The question of whether reuse can successfully be achieved on a large scale also recurs. Major strategic projects can face difficulties when attempting to accommodate adaptive reuse. Built fabric of historic significance is often dwarfed by the sheer volume of new buildings from large, profit-driven projects. A number of individual projects over a longer time period often bring about more successful outcomes than the sweeping changes made in one major development. Government policies which facilitate adaptive reuse initiatives over the long term can support these incremental changes, which when looked at collectively, can positively affect entire regions.

The benefits of adaptive reuse in order to continue the life of buildings with historic or aesthetic value are recognised, but tension exists between the desire to preserve historic buildings and the need to change buildings to make them relevant to the way we live now. There is nonetheless a substantial body of support for adaptive reuse of buildings and spaces in Victoria, and the many and varied advantages of this approach are illustrated by the contributors to this Issue.

Helen Lardner focuses on the adaptive reuse of industrial buildings in Victoria with reference to overseas and interstate examples. She identifies issues which may be contributing to the scarcity of recent compelling adaptive reuse projects in Victoria and proposes some buildings and sites which offer great potential for future projects.

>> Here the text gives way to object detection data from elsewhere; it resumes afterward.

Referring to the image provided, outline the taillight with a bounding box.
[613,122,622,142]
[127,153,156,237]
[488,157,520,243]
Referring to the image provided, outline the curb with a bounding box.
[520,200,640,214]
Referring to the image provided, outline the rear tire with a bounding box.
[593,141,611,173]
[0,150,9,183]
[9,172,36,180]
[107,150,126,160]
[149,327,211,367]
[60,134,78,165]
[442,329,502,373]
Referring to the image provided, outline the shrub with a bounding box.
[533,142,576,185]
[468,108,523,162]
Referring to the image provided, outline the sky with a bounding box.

The Victorian Chapter Heritage Committee highlights the need for conservation of our modern industrial buildings. It discusses some tactics for dealing with common challenges associated with adapting existing buildings.

Brent Allpress regularly leads design studios in which students are tasked with adapting a modern building for contemporary use. His article explores the theoretical underpinnings of modernism which are often at odds with the multiple and conflicting demands of designing for adaptive reuse.

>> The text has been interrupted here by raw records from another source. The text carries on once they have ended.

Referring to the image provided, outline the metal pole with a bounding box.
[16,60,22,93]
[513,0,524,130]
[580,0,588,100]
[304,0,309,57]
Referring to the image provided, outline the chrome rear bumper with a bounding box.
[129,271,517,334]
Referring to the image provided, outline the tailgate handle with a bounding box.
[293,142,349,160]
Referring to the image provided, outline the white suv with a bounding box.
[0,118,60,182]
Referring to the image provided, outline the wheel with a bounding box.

Anne-Marie Treweeke describes Lovell Chen’s repurposing of part of the former Collingwood TAFE to create a fitting new home for Circus Oz that will be able to be adapted to its future needs. Care was taken to preserve the character of the original grouping of buildings and to promote neighbourly relations with other occupiers of the old TAFE site.

Rob Adams discusses repurposing at the scale of the city. He calls in to question the commonly held categorisations of building, infrastructure and nature, conceiving of combined solutions to help cool the city and to improve the liveability of our urban environments. His proposition is to allow existing land, buildings and facilities to be used in more ways more often.

Martina Johnson’s contribution identifies the rich potential for adaptive reuse at Fishermans Bend while recognising the economic pressures that can lead developers to demolish historic elements and build from scratch. She describes role of government agencies in developing strategic plans and acting as an advocate for reuse by providing advice for developers.

Breathe Architecture discuss the ever changing state of the city in which buildings can become disused and must be adapted in order to survive. In this context, some of their opportunistic architectural solutions include pop up and temporary uses.

Sara Wilkinson’s research sets out a clear case for the benefits of retrofitting green roofs. There is a dearth of local examples that have been designed by architects who tend to prefer to specify new, purpose built green roofs. Instead of relying on case studies from overseas, we can learn from the experience of dedicated individuals such as Brod Street and Phil Edwards, who can attest first hand to the transformation the environmentally sustainable design initiatives such as green roofs can effect.